Ejemplo 4 La activación epitelial por IL9 en un ratón transgénico produce la sobreproducción de moco y la expresión genética de la mucina. Un modelo para la selección del fármaco

Se criaron ratones transgénicos IL9 machos y hembras certificados como exentos de virus (IL9TG5-FVB/N) de 5-6 semanas de edad en nuestros laboratorios. Se adquirieron ratones machos y hembras FVB/N de 5-6 semanas de edad de los Laboratorios Jackson (Bar Harbor ME). Se alojaron los animales en una instalación de aire pasado por un filtro absoluto y se les dejó libre acceso a alimentos y agua durante 3 a 7 días antes de la manipulación experimental. Las instalaciones para los animales fueron mantenidas a 22°C y el ciclo de luz:oscuridad fue automáticamente controlado (10:14 horas luz:oscuridad).
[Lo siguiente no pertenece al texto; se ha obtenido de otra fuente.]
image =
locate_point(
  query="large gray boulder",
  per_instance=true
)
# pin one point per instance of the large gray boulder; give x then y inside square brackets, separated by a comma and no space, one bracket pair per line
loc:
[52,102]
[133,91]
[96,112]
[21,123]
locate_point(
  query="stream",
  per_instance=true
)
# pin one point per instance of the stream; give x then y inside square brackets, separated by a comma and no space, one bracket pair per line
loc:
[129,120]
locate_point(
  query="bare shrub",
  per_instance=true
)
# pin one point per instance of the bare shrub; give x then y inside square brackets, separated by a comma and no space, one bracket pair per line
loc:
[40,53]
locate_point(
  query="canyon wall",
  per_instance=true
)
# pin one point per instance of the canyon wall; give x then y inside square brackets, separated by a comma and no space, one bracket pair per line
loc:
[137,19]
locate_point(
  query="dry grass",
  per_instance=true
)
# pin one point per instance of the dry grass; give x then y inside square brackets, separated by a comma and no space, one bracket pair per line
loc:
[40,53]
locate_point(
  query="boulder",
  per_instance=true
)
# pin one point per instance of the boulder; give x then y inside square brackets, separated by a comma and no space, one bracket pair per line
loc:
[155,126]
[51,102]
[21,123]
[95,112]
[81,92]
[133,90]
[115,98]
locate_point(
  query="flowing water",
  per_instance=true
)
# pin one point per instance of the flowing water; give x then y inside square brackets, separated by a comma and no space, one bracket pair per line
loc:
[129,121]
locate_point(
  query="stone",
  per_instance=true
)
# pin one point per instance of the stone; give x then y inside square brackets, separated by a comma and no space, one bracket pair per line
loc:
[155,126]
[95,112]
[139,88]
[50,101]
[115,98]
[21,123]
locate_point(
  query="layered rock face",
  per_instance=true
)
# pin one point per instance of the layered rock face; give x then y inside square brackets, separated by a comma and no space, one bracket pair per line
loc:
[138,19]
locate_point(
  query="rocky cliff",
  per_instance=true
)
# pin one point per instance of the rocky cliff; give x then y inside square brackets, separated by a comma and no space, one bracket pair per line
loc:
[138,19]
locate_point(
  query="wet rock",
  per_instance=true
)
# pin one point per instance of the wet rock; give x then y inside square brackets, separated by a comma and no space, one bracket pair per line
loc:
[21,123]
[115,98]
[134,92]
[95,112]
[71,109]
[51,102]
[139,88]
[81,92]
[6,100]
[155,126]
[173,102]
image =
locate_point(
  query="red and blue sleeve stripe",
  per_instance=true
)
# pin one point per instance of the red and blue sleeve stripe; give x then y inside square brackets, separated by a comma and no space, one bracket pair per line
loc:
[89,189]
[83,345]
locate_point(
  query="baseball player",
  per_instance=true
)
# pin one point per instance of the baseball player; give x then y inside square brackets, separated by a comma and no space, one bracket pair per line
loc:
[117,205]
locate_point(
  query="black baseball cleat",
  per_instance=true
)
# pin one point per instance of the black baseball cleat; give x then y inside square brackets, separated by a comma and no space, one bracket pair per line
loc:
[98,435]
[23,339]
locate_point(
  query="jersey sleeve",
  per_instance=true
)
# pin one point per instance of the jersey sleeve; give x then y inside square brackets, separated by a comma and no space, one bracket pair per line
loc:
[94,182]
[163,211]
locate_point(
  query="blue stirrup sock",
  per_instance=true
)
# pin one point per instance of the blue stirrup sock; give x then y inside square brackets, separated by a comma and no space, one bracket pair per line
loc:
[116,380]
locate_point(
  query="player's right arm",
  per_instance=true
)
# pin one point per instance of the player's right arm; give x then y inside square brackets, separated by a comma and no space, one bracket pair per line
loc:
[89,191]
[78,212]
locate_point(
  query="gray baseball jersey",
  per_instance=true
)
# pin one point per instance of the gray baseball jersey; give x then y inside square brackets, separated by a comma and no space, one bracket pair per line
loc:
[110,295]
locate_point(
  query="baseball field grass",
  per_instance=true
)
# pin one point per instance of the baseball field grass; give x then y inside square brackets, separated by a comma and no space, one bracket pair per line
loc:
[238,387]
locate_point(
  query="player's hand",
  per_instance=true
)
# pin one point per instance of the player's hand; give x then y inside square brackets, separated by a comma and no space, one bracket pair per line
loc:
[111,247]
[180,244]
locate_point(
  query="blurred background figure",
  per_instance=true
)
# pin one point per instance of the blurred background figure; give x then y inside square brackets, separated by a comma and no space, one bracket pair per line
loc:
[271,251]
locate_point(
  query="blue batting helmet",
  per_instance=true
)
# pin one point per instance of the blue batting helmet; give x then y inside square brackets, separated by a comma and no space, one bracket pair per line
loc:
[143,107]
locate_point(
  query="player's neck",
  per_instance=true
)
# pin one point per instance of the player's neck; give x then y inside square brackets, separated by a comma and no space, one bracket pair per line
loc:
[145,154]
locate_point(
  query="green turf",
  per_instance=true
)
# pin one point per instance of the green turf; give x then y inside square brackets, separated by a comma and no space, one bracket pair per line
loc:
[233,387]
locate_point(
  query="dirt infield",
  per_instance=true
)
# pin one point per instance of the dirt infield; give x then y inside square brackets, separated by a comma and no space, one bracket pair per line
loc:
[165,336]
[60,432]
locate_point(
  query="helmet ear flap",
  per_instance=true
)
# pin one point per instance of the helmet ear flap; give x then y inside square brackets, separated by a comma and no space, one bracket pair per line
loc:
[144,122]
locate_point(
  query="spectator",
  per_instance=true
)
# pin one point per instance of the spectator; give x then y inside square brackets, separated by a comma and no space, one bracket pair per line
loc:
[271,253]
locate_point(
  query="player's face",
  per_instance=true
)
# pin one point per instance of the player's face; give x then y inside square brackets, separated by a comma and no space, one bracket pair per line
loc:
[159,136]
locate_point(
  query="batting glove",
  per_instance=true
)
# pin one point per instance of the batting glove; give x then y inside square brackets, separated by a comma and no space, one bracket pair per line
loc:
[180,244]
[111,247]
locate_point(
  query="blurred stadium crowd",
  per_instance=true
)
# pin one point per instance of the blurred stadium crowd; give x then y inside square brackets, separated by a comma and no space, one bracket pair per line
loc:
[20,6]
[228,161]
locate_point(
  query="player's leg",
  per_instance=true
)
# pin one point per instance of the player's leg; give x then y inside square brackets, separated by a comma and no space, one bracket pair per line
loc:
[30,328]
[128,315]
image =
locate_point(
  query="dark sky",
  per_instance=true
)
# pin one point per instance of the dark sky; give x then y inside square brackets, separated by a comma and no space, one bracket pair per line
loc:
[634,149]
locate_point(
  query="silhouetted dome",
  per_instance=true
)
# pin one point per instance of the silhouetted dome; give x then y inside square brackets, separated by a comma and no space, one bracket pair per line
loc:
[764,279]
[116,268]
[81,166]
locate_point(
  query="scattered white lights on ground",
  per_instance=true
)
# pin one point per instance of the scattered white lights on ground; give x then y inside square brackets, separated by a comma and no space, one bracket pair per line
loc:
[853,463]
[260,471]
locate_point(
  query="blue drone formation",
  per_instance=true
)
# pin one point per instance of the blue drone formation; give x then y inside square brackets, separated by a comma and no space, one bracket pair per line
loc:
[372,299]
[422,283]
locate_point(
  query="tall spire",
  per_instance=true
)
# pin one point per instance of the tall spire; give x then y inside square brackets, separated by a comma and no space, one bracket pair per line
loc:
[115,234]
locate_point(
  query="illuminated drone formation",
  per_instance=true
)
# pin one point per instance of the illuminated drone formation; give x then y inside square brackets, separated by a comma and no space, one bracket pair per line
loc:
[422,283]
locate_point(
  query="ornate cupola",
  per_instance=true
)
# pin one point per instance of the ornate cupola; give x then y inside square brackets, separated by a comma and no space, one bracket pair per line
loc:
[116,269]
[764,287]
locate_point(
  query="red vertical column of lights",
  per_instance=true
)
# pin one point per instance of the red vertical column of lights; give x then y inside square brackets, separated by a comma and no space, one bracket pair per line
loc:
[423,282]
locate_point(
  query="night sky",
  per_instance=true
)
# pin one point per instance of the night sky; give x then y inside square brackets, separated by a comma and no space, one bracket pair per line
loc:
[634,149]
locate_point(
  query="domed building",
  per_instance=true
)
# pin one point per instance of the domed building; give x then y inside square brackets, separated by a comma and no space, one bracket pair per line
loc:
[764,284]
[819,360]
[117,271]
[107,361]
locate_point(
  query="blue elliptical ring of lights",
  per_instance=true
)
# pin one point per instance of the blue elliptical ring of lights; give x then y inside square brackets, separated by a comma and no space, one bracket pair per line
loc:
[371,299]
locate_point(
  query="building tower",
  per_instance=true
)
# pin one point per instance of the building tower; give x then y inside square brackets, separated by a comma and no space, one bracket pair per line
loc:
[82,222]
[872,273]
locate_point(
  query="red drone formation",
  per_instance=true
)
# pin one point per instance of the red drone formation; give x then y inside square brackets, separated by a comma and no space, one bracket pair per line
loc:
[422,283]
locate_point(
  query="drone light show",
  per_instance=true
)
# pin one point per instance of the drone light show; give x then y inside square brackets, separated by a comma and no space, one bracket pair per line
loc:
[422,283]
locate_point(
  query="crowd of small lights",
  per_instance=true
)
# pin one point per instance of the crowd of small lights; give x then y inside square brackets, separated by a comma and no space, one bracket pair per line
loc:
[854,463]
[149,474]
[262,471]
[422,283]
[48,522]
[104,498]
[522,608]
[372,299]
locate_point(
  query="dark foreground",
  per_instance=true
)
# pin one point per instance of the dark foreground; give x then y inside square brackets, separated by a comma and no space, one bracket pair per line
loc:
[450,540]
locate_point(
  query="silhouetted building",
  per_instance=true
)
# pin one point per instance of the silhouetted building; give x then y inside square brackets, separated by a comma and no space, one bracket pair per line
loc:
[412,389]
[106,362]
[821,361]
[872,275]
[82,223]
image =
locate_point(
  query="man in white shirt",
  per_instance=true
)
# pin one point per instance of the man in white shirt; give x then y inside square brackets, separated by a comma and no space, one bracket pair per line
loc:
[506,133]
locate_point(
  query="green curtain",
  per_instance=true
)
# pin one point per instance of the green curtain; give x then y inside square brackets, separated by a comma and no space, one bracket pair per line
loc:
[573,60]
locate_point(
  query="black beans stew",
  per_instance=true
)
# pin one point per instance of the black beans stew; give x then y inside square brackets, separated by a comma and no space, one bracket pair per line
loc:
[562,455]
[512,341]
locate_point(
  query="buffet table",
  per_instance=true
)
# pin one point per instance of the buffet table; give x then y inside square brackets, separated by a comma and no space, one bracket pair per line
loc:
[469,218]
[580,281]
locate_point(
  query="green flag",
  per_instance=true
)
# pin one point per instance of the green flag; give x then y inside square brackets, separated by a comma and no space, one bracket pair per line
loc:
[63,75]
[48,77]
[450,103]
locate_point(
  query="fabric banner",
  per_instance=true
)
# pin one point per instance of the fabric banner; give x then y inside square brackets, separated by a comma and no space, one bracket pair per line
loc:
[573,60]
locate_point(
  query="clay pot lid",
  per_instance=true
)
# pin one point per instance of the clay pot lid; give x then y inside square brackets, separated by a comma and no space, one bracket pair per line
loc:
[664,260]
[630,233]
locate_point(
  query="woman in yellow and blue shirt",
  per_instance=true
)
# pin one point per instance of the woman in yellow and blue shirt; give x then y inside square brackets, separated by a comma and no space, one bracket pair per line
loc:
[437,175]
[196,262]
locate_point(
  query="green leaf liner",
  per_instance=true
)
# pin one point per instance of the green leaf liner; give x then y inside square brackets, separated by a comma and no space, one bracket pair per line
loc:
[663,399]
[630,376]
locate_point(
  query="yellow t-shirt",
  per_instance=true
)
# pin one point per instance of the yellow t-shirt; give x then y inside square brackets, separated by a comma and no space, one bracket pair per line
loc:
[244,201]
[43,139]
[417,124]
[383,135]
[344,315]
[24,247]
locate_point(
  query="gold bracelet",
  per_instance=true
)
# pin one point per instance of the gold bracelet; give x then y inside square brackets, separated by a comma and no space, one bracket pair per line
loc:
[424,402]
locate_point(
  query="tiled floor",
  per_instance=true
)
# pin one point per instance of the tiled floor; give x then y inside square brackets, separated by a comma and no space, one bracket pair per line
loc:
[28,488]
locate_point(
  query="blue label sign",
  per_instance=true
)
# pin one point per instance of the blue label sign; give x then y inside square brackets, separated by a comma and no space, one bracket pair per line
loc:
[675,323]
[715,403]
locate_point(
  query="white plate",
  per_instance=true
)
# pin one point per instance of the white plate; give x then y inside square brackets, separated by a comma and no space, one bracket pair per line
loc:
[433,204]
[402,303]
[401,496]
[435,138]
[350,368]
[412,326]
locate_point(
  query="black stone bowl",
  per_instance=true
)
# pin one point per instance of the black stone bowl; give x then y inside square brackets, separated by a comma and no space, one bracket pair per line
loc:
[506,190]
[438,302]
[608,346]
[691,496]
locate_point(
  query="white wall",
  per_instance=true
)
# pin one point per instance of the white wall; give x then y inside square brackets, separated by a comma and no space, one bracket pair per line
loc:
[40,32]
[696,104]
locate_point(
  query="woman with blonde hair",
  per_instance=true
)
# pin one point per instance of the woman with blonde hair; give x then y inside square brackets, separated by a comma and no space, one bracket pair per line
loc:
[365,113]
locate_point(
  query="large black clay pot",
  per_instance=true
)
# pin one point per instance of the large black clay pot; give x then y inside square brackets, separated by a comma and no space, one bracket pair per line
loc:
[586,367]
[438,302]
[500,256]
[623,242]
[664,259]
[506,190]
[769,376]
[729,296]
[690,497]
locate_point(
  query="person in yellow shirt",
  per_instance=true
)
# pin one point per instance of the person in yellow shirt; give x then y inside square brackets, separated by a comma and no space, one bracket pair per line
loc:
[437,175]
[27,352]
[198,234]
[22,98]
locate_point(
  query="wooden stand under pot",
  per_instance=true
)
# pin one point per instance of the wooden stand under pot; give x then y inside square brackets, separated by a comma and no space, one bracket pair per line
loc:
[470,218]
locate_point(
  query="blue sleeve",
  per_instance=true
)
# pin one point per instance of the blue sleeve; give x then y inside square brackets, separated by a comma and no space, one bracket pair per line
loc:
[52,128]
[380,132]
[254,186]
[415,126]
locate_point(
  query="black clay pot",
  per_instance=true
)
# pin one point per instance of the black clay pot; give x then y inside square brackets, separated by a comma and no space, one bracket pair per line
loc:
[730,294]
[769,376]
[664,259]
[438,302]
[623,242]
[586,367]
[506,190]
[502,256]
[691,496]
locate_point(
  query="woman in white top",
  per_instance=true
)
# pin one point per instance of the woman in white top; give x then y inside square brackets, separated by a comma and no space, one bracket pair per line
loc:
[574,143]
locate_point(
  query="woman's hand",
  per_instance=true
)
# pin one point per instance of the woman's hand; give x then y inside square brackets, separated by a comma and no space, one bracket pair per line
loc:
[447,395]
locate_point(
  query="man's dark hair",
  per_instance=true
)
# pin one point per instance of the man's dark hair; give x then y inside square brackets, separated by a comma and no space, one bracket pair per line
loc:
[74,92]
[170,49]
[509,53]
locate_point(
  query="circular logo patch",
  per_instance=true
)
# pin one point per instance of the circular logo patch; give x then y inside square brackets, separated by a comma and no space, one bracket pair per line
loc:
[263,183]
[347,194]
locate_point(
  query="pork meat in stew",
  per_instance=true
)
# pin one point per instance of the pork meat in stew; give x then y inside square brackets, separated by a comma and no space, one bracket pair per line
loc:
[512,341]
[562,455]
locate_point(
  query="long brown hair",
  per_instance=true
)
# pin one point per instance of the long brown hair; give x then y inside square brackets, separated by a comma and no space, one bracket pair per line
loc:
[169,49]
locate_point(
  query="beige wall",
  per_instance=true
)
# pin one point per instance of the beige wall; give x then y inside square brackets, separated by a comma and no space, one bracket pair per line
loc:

Fenotipado y eficacia del tratamiento

Los animales fueron fenotipados antes de recibir algo o 24 hrs después de recibir un pseudotratamiento (vehículo) intratraqueal (IT), o fármacos en el mismo vehículo como el que se usó en los controles tratados idénticamente. Los ratones fueron tratados IT una vez al día durante tres días. NFA (100 \mug) o anticuerpo para IL-9 fueron administrados en PBS IT. Las respuestas al tratamiento fueron medidas valorando la inhibición de la mucina por examen histológico (Coloración de PAS superior a 10 secciones los pulmones tratados y del control o transferencias proteínicas Western de expresión de MUC1, MUC2 y MUC3 de los mismos pulmones. La Figura 8 muestra que los ratones transgénicos IL-9 constitutivamente sobreproducen mucina en comparación con los ratones FVB de control. Una reducción de los altos niveles de producción de mucina constitutiva que ocurre en el transgénico IL9 asmático (Figura 8) (control con vehículo y sin recibir nada) a niveles comparables a la producción de mucina de línea base más baja encontrada en los pulmones FVB/N (control positivo normal) fue considerado significante para cualquier fármaco. La expresión de la producción de moco en el transgénico IL9 está específicamente asociada a unos mayores niveles de ARNm estables de MUC2 y MUC5AC como se ha demostrado por reacción en cadena de la polimerasa con transcripción reversa RT- PCR (Figura 9).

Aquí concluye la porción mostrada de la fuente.